Des commissaires extraordinaires sont envoyés dans les départements pour présider aux levées d'hommes et aux mesures de défense. On distingue parmi ces commissaires les sénateurs de Semonville, de Beurnonville, Boissy-d'Anglas, etc. «Français,» dit Napoléon dans la proclamation dont ces commissaires étaient porteurs, «Français, un dernier effort! J'appelle ceux de Paris, de la Bretagne et de la Normandie, de la Champagne, de la Bourgogne et des autres départements, au secours de leurs frères de la Lorraine et de l'Alsace! A l'aspect de tous ces peuples en armes, l'étranger fuira ou signera la paix.»

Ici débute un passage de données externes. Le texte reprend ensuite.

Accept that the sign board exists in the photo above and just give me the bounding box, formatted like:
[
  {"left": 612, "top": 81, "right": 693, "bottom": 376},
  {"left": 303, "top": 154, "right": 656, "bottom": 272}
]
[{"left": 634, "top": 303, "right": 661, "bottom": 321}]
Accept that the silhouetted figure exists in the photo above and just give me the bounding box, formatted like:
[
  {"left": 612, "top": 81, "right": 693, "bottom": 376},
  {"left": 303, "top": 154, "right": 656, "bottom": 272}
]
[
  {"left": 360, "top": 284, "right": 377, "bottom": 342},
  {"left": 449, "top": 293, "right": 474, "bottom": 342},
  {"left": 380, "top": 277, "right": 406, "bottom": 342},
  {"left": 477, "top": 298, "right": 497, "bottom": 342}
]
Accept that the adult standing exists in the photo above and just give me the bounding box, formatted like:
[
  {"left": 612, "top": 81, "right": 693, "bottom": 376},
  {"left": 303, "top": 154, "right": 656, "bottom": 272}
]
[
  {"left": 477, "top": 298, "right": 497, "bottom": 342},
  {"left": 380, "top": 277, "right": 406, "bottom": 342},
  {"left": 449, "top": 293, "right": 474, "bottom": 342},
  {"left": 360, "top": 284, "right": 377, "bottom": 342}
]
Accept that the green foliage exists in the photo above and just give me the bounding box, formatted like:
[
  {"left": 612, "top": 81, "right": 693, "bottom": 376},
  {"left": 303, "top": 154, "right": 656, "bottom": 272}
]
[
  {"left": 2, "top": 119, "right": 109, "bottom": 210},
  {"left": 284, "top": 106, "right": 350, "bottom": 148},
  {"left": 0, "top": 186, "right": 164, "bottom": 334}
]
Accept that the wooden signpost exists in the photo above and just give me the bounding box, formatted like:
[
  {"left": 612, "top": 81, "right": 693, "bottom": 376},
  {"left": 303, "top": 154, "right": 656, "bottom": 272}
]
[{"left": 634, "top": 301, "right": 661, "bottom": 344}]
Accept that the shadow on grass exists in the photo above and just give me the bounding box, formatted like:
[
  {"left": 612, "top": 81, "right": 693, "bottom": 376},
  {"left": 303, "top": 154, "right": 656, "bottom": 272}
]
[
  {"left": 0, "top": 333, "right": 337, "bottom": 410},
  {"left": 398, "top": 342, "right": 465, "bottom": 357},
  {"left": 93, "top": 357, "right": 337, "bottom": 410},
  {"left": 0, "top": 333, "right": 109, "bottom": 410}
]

L'empereur ne veut négliger aucun moyen pour intimider l'ennemi dans sa marche. Il connaît de longue main l'extrême circonspection des généraux qui lui sont opposés, et il a deviné leurs irrésolutions. Il multiplie les revues militaires dans la cour des Tuileries; et le lendemain les journaux doublent ou triplent le nombre des troupes qui ont été passées en revue. En moins d'un mois, plus de deux cent mille hommes sont comptés comme ayant traversé Paris pour se rendre à l'armée.

Négligeons ces ruses de gazettes, et revenons à la vérité8.

Note 8: (retour) Quelques écrivains qui trouvent commode pour leur métier de n'avoir à puiser les matériaux de l'histoire que dans les journaux, ne peuvent pardonner à Napoléon de s'être servi des gazettes pour tromper l'ennemi. Ils crieraient volontiers au sacrilège! Cependant les mêmes écrivains conviennent que les alliés, étonnés de la jactance de nos journalistes, redoutaient une guerre nationale et même une bataille.